As part of reforms mandated under the consent decree, a small group of police officers received training to improve their deescalation skills and reduce the use of force in responding to mental health crises. However, the program has yet to be expanded more broadly, as was expected.
In our project for the Center for Health Journalism 2023 National Fellowship, we are analyzing police use of force reports and other public records to understand how reforms instituted under the consent decree have impacted the way police treat people with mental illness in times of crisis.
In the first two months of researching and reporting this story as a team, we have already uncovered persistent challenges such as the lack of public services in Puerto Rico, the overuse of tasers by police officers and a deeply rooted stigma towards people with severe mental illness.

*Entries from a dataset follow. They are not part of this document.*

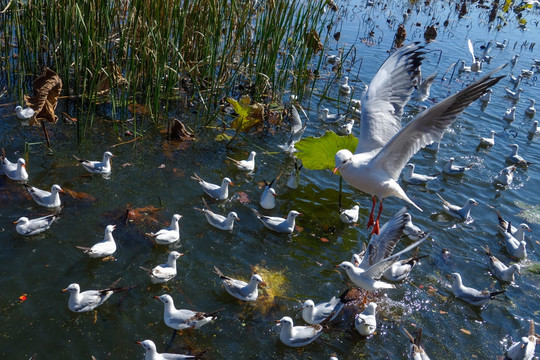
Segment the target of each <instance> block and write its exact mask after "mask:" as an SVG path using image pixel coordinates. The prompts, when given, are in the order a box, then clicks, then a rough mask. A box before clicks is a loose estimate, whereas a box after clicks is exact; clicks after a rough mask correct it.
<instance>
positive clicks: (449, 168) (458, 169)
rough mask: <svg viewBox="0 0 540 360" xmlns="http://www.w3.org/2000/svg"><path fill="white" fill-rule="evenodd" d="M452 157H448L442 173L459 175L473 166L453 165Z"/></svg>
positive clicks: (464, 171)
mask: <svg viewBox="0 0 540 360" xmlns="http://www.w3.org/2000/svg"><path fill="white" fill-rule="evenodd" d="M454 160H455V159H454V158H453V157H451V158H450V159H448V161H447V162H446V164H444V166H443V173H445V174H448V175H459V174H463V173H465V171H467V170H470V169H471V168H472V167H473V164H469V165H467V166H459V165H454Z"/></svg>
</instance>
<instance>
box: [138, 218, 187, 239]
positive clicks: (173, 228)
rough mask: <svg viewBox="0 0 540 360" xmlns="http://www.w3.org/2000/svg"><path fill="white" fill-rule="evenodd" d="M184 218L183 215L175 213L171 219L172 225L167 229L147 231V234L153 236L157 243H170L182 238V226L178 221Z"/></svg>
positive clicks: (150, 235) (147, 234)
mask: <svg viewBox="0 0 540 360" xmlns="http://www.w3.org/2000/svg"><path fill="white" fill-rule="evenodd" d="M181 218H182V215H178V214H174V215H173V217H172V220H171V226H169V227H168V228H165V229H161V230H159V231H158V232H155V233H146V235H148V236H150V237H152V238H153V239H154V240H155V241H156V243H157V244H160V245H169V244H172V243H174V242H177V241H178V240H180V227H179V226H178V221H179V220H180V219H181Z"/></svg>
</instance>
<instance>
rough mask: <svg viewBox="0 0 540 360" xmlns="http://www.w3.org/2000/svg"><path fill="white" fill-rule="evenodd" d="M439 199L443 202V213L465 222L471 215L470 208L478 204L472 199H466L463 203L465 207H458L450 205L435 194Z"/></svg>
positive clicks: (460, 206) (439, 195)
mask: <svg viewBox="0 0 540 360" xmlns="http://www.w3.org/2000/svg"><path fill="white" fill-rule="evenodd" d="M436 194H437V196H438V197H439V199H441V201H442V202H443V209H444V211H445V212H446V213H447V214H448V215H450V216H453V217H455V218H458V219H460V220H467V219H468V218H469V216H470V215H471V207H472V206H477V205H478V202H476V200H474V199H470V198H469V199H467V201H465V205H463V206H458V205H454V204H450V203H449V202H448V201H446V200H445V199H444V198H443V197H442V196H441V195H440V194H439V193H436Z"/></svg>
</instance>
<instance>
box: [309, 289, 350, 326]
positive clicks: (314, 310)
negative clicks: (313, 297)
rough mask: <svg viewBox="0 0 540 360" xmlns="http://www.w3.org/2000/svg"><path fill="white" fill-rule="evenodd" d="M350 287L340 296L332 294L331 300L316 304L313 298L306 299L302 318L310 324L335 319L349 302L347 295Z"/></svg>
mask: <svg viewBox="0 0 540 360" xmlns="http://www.w3.org/2000/svg"><path fill="white" fill-rule="evenodd" d="M348 292H349V289H347V290H345V291H344V292H343V293H342V294H341V295H340V296H339V297H335V296H332V299H330V301H326V302H322V303H319V304H315V303H314V302H313V300H306V301H304V303H303V304H302V308H301V310H302V319H304V321H305V322H307V323H308V324H311V325H313V324H320V323H322V322H323V321H325V320H326V321H332V320H334V319H335V318H336V317H337V315H338V314H339V312H340V311H341V309H343V307H344V306H345V304H346V303H347V301H348V300H347V299H346V296H347V294H348Z"/></svg>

The Puerto Rican government operates a central mental health support hotline called Línea PAS through a call center in San Juan, the capital. The line can be reached 24 hours a day, seven days a week at 1-800-981-0023.
Last year, Línea PAS launched the 988 crisis line, the same three-digit number that has been presented in some U.S. cities as an alternative to dialing 911 in times of mental health crisis. In Puerto Rico, though, a call to 988 leads to the same call takers that run the main hotline.

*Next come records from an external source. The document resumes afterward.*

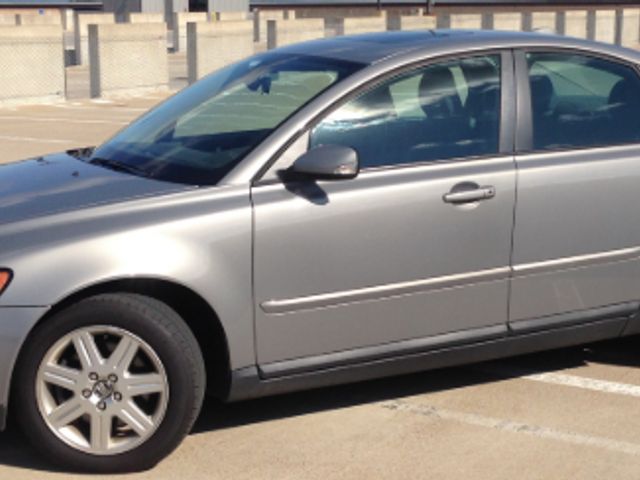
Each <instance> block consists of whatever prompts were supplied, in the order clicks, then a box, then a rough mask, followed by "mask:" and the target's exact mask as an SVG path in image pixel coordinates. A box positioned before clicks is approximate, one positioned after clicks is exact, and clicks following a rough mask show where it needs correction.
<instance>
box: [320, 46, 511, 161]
mask: <svg viewBox="0 0 640 480" xmlns="http://www.w3.org/2000/svg"><path fill="white" fill-rule="evenodd" d="M499 130H500V56H499V55H490V56H480V57H470V58H463V59H456V60H452V61H448V62H443V63H438V64H432V65H429V66H426V67H423V68H420V69H419V70H413V71H412V72H410V73H407V74H404V75H401V76H399V77H395V78H393V79H391V80H389V81H387V82H385V83H383V84H381V85H378V86H377V87H375V88H373V89H372V90H369V91H368V92H366V93H364V94H362V95H360V96H359V97H357V98H355V99H353V100H351V101H349V102H348V103H346V104H345V105H343V106H341V107H340V108H338V109H337V110H335V111H334V112H332V113H331V114H329V116H328V117H327V118H325V119H324V120H323V121H322V122H320V124H318V125H317V126H316V127H315V128H314V129H313V130H312V132H311V139H310V146H311V147H315V146H318V145H323V144H325V145H327V144H333V145H344V146H348V147H351V148H353V149H355V150H356V151H357V152H358V156H359V159H360V164H361V166H362V167H363V168H374V167H384V166H392V165H401V164H411V163H416V162H428V161H435V160H446V159H452V158H461V157H479V156H484V155H490V154H496V153H497V152H498V148H499Z"/></svg>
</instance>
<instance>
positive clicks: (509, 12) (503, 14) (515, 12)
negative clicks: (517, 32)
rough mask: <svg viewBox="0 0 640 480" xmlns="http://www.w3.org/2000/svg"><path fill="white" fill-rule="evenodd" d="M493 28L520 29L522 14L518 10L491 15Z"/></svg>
mask: <svg viewBox="0 0 640 480" xmlns="http://www.w3.org/2000/svg"><path fill="white" fill-rule="evenodd" d="M493 28H494V29H495V30H512V31H514V30H515V31H520V30H522V14H521V13H519V12H504V13H496V14H494V15H493Z"/></svg>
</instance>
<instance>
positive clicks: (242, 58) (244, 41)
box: [187, 20, 253, 83]
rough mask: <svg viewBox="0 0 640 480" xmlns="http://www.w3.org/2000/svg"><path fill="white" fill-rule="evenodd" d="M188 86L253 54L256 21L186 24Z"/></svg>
mask: <svg viewBox="0 0 640 480" xmlns="http://www.w3.org/2000/svg"><path fill="white" fill-rule="evenodd" d="M187 44H188V49H187V69H188V76H189V83H193V82H195V81H196V80H198V79H200V78H202V77H204V76H205V75H207V74H209V73H211V72H213V71H214V70H218V69H220V68H222V67H224V66H226V65H229V64H231V63H234V62H237V61H239V60H242V59H243V58H246V57H248V56H250V55H253V22H252V21H250V20H244V21H238V22H231V21H230V22H197V23H196V22H193V23H189V24H188V25H187Z"/></svg>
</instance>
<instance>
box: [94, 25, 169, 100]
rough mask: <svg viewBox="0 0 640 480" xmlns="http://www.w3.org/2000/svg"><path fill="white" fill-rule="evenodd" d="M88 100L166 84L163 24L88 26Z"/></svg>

A call to 988 is referred to 911 when the safety of the caller or someone else is at risk, Línea PAS Director Dr. Monserrate Allende said. The 988 call takers remain on the line to provide additional assistance, but it is police officers who show up to knock on the doors of individuals in need of mental health support.
Línea PAS also operates mobile crisis teams, but there are not enough to provide an immediate response to mental health emergencies across the island.

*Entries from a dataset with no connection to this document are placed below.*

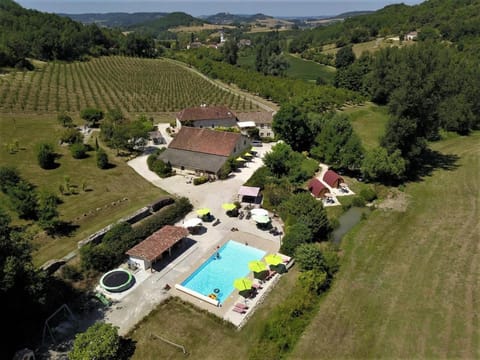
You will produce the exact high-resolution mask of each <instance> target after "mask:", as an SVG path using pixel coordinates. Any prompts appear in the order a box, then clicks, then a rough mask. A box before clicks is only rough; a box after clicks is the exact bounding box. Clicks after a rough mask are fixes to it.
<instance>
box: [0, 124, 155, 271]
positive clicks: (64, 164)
mask: <svg viewBox="0 0 480 360" xmlns="http://www.w3.org/2000/svg"><path fill="white" fill-rule="evenodd" d="M14 119H15V121H14ZM54 119H55V116H54V115H52V116H30V117H28V118H27V117H25V115H23V116H6V115H2V116H0V145H2V148H1V149H0V163H1V164H2V165H3V164H7V165H14V166H16V167H17V168H18V169H19V170H20V173H21V175H22V176H23V177H24V178H26V179H28V180H29V181H30V182H32V183H33V184H34V185H36V186H37V187H38V188H39V189H45V190H49V191H51V192H53V193H55V194H57V195H58V196H60V197H61V199H62V201H63V203H62V204H61V205H60V206H59V210H60V213H61V218H62V220H65V221H71V222H73V224H75V225H78V229H77V230H76V231H75V232H73V233H72V234H71V235H70V236H61V237H54V238H53V237H48V236H46V235H45V234H43V233H41V234H39V235H38V236H37V237H36V238H35V240H34V245H35V246H36V247H37V250H36V252H35V253H34V261H35V264H37V265H39V264H42V263H44V262H45V261H47V260H49V259H51V258H59V257H62V256H64V255H66V254H67V253H69V252H70V251H72V250H74V249H76V247H77V242H78V241H79V240H81V239H83V238H85V237H87V236H88V235H90V234H91V233H93V232H95V231H97V230H99V229H101V228H102V227H104V226H106V225H108V224H110V223H112V222H114V221H116V220H118V219H120V218H122V217H123V216H125V215H127V214H129V213H131V212H133V211H135V210H136V209H138V208H140V207H142V206H145V205H146V204H148V203H150V202H152V201H153V200H155V199H156V198H157V197H159V196H161V195H162V194H164V192H163V191H162V190H161V189H158V188H156V187H154V186H153V185H151V184H150V183H148V182H146V181H145V180H144V179H143V178H141V177H140V176H139V175H137V173H135V172H134V171H133V170H132V169H131V168H130V167H128V166H127V165H126V163H125V159H122V158H115V157H114V154H113V153H110V154H109V155H110V159H111V162H112V163H113V164H114V165H115V167H114V168H112V169H109V170H100V169H98V168H97V166H96V164H95V152H94V151H92V152H90V157H89V158H87V159H83V160H75V159H73V158H72V156H71V154H70V152H69V150H68V148H67V147H63V146H58V139H59V136H60V134H61V132H62V128H61V127H60V126H59V125H57V123H56V121H55V120H54ZM14 139H17V140H18V141H19V143H20V148H21V150H20V151H19V152H17V153H16V154H13V155H11V154H9V153H7V151H6V150H5V148H4V147H3V145H4V144H5V143H7V142H11V141H12V140H14ZM43 140H45V141H50V142H51V143H53V144H57V145H55V146H56V151H57V153H58V154H60V158H59V159H58V160H57V162H58V163H59V164H60V166H59V167H58V168H56V169H53V170H42V169H41V168H40V167H39V166H38V165H37V162H36V158H35V151H34V148H35V144H36V143H37V142H40V141H43ZM66 176H68V177H69V178H70V181H71V183H72V184H73V185H74V186H75V188H74V190H75V192H76V194H75V195H68V196H66V195H64V196H61V195H60V191H59V186H60V185H62V184H64V178H65V177H66ZM83 184H85V190H86V191H84V190H83V187H84V186H83ZM0 199H1V198H0ZM122 199H127V200H122Z"/></svg>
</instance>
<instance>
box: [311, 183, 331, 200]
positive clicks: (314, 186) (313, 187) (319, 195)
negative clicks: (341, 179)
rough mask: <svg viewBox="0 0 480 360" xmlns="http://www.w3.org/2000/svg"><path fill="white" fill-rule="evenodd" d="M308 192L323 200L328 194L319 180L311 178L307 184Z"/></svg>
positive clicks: (324, 188)
mask: <svg viewBox="0 0 480 360" xmlns="http://www.w3.org/2000/svg"><path fill="white" fill-rule="evenodd" d="M308 191H310V193H311V194H312V195H313V196H315V197H316V198H323V197H324V196H325V194H326V193H328V192H329V190H328V188H327V187H326V186H325V184H323V183H322V182H321V181H320V180H319V179H317V178H313V179H311V180H310V181H309V183H308Z"/></svg>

We are now digging deeper to understand how the 988 line and the mobile crisis teams work alongside police and what kind of impact this has for families who call for help. We have also requested data from the agency to better understand how widely the crisis line is used and how often the mobile crisis teams are dispatched.
Involuntary commitment, a legal mechanism that many advocates and scholars say should be used only in more severe situations, has become a central piece of the island’s bare-bones response to mental health support.
People who are involuntarily committed are held in psychiatric facilities for 24 hours to two weeks, depending on the situation, before a continuance of the order must be filed. However, there is no legal limit on how long the order can be continued, according to Puerto Rico law.
We are pushing for access to court documents that will allow us to see how often Puerto Rico’s involuntary commitment law has been used in recent years. We are also hoping to understand how often continuances are filed in these cases and how long people are held against their will in psychiatric hospitals.
Involuntary commitment should be regarded as an extreme intervention that is to be avoided, said Jamelia Morgan, professor of law and director of the Center for Racial and Disability Justice at Northwestern University.
Across the United States, the idea that “coercion is necessary” is built into the response to mental health at every level, Morgan said. Breaking this stigma along with the systems built around it is no small task and is still seen as a radical act, she said.
Local advocates have been pushing for a larger conversation around what a more progressive approach to mental health crisis response might look like in Puerto Rico. But others struggle to see a world in which police and involuntary commitment orders are not involved.
Moving forward, we will speak with mental health professionals, scholars, public officials and families who have been impacted by abuse of force by police officers. Ultimately, we hope the story may re-energize the conversation around mental health reform in Puerto Rico to make sure people are treated humanely in times of crisis.